Feinstein's words were direct, when talking about gun legislation.
"These weapons are not for hunting deer, they're for hunting people," the senator said in a push for an assault weapons ban.
The 1993 shooting at 101 California in San Francisco, in which a 55-year-old man walked into an office building and killed eight workers with a pair of semiautomatic pistols, had heavily weighed on Feinstein's mind, as she crusaded for gun control legislation.
"A law firm, secure on the 31st floor of a high-rise building, and a disgruntled employee walks in and just mows down employees," said Feinstein.
The 101 California shooting helped galvanize Congress to pass the 1994 crime bill. It included a federal assault weapons ban that Feinstein said she "was proud to have authored"
"Her role in passing these strong bills, her role in talking about extreme risk laws, her role in talking about assault weapons, it saved lives, and it will continue to save lives in the future, and we will never dismiss the role that she played in making sure that Americans were safer," said Brady Gun Violence Prevention/Director of Federal Policy Tanya Schardt.
The former Mayor and Supervisor of San Francisco remained a steadfast opponent of the gun lobby, pushing for the ban's renewal in 2004 and tried to reintroduce, after mass shootings, including Sandy Hook in 2012, when a gunman massacred 20 children and 6 adults.
"We're so grateful for her commitment and her support throughout the years and we will continue to honor her by pushing forward and moving for gun violence, prevention actions on a Federal level and on the state level," said Schardt.
"As much as I have respect for a lot of Sen. Feinstein's accomplishments, her gun control record for me is an absolute failure. It did not achieve any of the goals that she set out," said Second Amendment Foundation gun rights advocate Chris Cheng.
"The people have come back and said, you know what we disagree with you, Senator Feinstein, and in fact, we're gonna go and purchase more of these firearms, because that is what we feel is needed to keep ourselves safe in our country," said Cheng.
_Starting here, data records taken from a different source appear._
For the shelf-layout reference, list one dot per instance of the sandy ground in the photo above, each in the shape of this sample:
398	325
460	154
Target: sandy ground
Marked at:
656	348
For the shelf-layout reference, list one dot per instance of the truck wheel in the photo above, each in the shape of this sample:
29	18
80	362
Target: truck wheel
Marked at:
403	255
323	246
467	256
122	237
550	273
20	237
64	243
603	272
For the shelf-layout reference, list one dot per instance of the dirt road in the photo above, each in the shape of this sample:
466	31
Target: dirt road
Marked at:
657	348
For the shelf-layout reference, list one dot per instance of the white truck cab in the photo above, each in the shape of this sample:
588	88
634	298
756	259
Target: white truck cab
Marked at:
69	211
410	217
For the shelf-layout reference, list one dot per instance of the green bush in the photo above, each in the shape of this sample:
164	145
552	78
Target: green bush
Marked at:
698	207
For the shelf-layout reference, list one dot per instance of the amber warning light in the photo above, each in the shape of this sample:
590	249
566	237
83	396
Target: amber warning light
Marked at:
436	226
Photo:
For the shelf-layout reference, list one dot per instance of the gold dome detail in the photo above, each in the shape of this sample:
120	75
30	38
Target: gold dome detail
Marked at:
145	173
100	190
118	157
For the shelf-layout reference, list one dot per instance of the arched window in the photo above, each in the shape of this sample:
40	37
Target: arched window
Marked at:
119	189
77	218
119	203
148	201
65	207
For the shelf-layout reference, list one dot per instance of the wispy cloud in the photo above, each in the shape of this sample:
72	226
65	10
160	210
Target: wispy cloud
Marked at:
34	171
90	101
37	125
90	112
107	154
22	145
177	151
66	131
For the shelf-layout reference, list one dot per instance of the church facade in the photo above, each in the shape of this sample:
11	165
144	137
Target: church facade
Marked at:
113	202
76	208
Her party's efforts failed to renew the ban but Feinstein's deep-rooted connection to the, was a major force driving her enduring pursuit.
"I became Mayor as a product of assassination of the mayor being killed, and the first openly gay public official being killed by a friend and colleague of mine," said Feinstein.
The fight over assault weapons in Congress has remained a stalemate, but she pushed for a ban for her entire career.
Feinstein tried to make it clear throughout her legislative effort that she supported an individual's right to purchase a weapon for hunting or self-defense.